The visualization begins with randomly distributed particles (red coordinate axes) scattered across the map.
As the ego-vehicle (green car) starts to move, SparseLocs' observation likelihood starts to refine the particle distribution
based on matching correspondances of detected landmarks with map points.
Watch how quickly the particles converge toward the actual position, with the red car representing our system's estimated pose.
This demonstrates SparseLoc's ability to efficiently narrow down location hypotheses using minimal semantic cues in a heavily sparse map, ultimately achieving reliable global localization.
Use the slider to visualize the particle filter's convergence process on KITTI Sequence 00.
Our framework taps into the capabilities of Open-World Perception models for localization through intuitive,
zero-shot prompting to identify landmarks static to the scene. We use Llama-3.2-Vision to generate the language-landmark database.

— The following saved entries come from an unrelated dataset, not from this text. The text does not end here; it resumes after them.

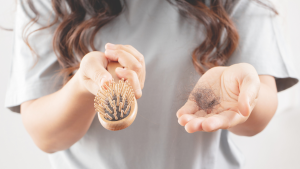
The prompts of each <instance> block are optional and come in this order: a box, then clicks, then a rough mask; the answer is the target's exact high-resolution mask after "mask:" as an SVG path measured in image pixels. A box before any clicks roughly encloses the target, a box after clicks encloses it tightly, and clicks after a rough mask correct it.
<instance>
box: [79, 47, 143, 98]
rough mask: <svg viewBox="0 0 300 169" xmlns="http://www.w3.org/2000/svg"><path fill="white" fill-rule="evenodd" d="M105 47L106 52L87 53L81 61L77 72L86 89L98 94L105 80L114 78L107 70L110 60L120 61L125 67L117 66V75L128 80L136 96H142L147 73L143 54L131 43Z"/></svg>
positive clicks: (106, 81) (92, 93)
mask: <svg viewBox="0 0 300 169" xmlns="http://www.w3.org/2000/svg"><path fill="white" fill-rule="evenodd" d="M105 48H106V51H105V53H102V52H98V51H94V52H90V53H88V54H86V55H85V56H84V57H83V59H82V61H81V63H80V68H79V70H78V72H77V73H78V75H79V79H80V83H81V84H82V86H84V88H85V89H86V90H85V91H88V92H90V93H92V94H93V95H96V94H97V92H98V90H99V89H100V87H101V86H102V85H103V83H104V82H107V81H110V80H112V76H111V74H110V73H109V72H108V71H107V65H108V63H109V61H118V62H119V63H120V64H121V65H122V66H123V67H124V68H117V69H116V75H117V76H118V77H119V78H124V79H125V80H128V82H129V83H130V84H131V86H132V88H133V90H134V93H135V97H136V98H137V99H138V98H140V97H141V96H142V89H143V86H144V81H145V74H146V71H145V63H144V57H143V55H142V54H141V53H140V52H138V51H137V50H136V49H135V48H133V47H132V46H129V45H113V44H106V46H105Z"/></svg>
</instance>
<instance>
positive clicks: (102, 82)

The VLM showed impressive semantic understanding by automatically creating
a landmark database, shown in the image below, that proved to be both sufficient and distinctive,
working effectively across multiple KITTI sequences without any changes.
The inherent sparsity of our landmark-based mapping and localization approach introduces a challenge that some landmarks appear with
high frequency, such as trees, dominate over others. This uneven distribution leads to perceptual aliasing, continuously challenging the particle filter.
Despite these challenges, our framework shows impressive localization accuracy by exploiting the multimodal hypothesis capabilities of particle filter.